Wednesday, February 18, 2009

Going for the Gold

The Oscars are Sunday and curiously few of my gay friends are mentioning any parties for the night. I thought we were supposed to flock to the TV like texting teens do to American Idol.

Anyway, I could end up watching Sean Penn stroll to the podium to take the Academy Award as Best Actor for Milk. I would be pleased as I thought he did a phenomenal job and it would be kind of a rebuke to a post-Prop. 8 country. A Penn victory would also make me wonder how far we’ve really come in the LGBT community as a whole.

Sounds strange but give me a minute. Penn would be the latest line of straight actors getting Oscar gold for playing gay. Think about Tom Hanks in Philadelphia, Phillip Seymour Hoffman in Capote, and Charlize Theron in Monster, for example. And remember Sunday’s lock for a win – the dearly departed Heath Ledger aka “The Joker”, who was Oscar-nominated for his turn as a closeted cowboy in Brokeback Mountain.

I don’t want to take anything away from these great performances, but they reveal a double standard that plays into how we’re still viewed in society. Straights playing gay even now are lauded for being “brave” and “daring.” Wow, look at how they fiercely portray a gay man or lesbian, risking their image and the rumors that are sure to circulate.

What the hell? They are just playing other human beings. Hollywood is quantifying their celluloid leap as controversial and giving them unbridled praise because, in part, they are playing “the other.” That’s what we still are in many minds, even in Hollywood, even in 2009.

Why is it that few out gay actors are given gay roles in major movies? Is it a fear of typecasting on the actors’ part? Will the audience assume a gay man playing a gay role is not acting? And will Hollywood not cast openly gay actors in straight roles because they assume the audience will never believe them in those roles? Hardly seems fair it never goes the other way around.
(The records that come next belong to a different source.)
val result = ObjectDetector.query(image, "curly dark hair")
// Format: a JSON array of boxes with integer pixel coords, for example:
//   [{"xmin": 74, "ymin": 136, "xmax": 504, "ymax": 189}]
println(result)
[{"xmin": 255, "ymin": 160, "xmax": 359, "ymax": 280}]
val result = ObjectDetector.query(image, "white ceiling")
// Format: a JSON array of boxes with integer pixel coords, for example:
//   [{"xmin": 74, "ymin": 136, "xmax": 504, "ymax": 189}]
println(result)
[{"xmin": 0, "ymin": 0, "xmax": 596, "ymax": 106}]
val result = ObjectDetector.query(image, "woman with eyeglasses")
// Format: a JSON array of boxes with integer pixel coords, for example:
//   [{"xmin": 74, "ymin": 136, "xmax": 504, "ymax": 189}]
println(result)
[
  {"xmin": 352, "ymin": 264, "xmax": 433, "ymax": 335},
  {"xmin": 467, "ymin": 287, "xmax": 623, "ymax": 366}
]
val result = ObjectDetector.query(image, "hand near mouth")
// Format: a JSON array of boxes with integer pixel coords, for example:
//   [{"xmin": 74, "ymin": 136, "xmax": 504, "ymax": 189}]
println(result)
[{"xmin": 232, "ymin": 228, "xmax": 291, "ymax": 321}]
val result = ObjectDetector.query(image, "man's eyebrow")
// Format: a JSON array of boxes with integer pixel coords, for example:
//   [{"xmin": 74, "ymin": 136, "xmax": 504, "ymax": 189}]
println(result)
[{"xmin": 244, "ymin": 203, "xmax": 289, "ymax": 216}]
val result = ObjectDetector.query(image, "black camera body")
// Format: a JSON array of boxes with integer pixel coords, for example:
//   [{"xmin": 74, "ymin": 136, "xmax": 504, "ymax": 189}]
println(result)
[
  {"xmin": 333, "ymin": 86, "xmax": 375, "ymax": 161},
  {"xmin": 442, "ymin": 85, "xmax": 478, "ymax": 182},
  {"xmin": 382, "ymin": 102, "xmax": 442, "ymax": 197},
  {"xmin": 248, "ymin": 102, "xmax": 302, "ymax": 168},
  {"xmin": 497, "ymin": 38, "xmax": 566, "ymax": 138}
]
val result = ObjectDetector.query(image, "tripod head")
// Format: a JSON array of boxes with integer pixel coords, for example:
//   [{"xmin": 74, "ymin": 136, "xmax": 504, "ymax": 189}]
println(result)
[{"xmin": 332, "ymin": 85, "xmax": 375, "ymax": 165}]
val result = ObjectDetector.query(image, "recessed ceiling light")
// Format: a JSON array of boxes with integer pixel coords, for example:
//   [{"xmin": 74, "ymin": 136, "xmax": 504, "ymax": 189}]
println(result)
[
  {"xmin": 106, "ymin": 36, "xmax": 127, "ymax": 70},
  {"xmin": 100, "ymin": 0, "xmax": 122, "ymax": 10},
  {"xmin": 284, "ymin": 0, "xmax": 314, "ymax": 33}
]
When we see major gay portrayals on screen, it’s largely as the comic relief and/or the trusted fag hag to Julia Roberts, Reese Witherspoon, Anne Hathaway, etc. Those roles are broad and non-threatening. They don’t penetrate the surface and get under the skin of movie goers. They don’t illuminate the gay experience so much as pick a few superficial traits to flaunt. So we can be Jack on Will and Grace, but not Harvey Milk. We can’t tell our own stories in the studio films.

Are we still in a space to where an entertainer who comes out has to worry about his or her career? It seems so. Think about major figures whose sexual orientation has long been questioned: Anderson Cooper, Kenny Chesney, Tom Cruise, Kevin Spacey, and the list goes on.

As Hollywood (and other big media) embraces gay portrayals, why do some of its native gay sons still feel the need to stay in the closet? In my above list, I’d bet my life at least two of them are 100% gay, and I’m sure there are many others.

I hear people sympathize with celebrities with double lives because they still think coming out is a career killer. Is that just paranoia or are we just feeding off the vibes we get from larger society, many of whose members still experience a discomfort of gayness? Will we be in 2039 and having gay actors still afraid to come out and having plum gay parts going to straight actors who can make it clear that it’s just a role and they’re not really…you know? Will we still be imagining ourselves as a more tolerant society despite evidence to the contrary?

I just read that Jim Carrey will star in a new movie called I Love You, Phillip Morris and play a gay character, based on a real-life conman who falls in love with his cellmate in prison. The movie played at Sundance and already it’s getting raves, and some are praising Carrey “for daring” to play gay.

Carrey doesn’t help matters as he freely admitted it was “scary” to have to kiss his co-star Ewan McGregor. (But darnit, someone has to do it!) This feeds into the ass-backward Hollywood double-standard of praising our stories (portrayed by straights) while tacitly following the common thinking of being gay as “shocking” or some other life form altogether.

By the way, isn’t it funny that no one ever asked Anthony Hopkins if playing a cannibal in Silence of the Lambs would ruin his career? Well, I guess it’s just a role, right?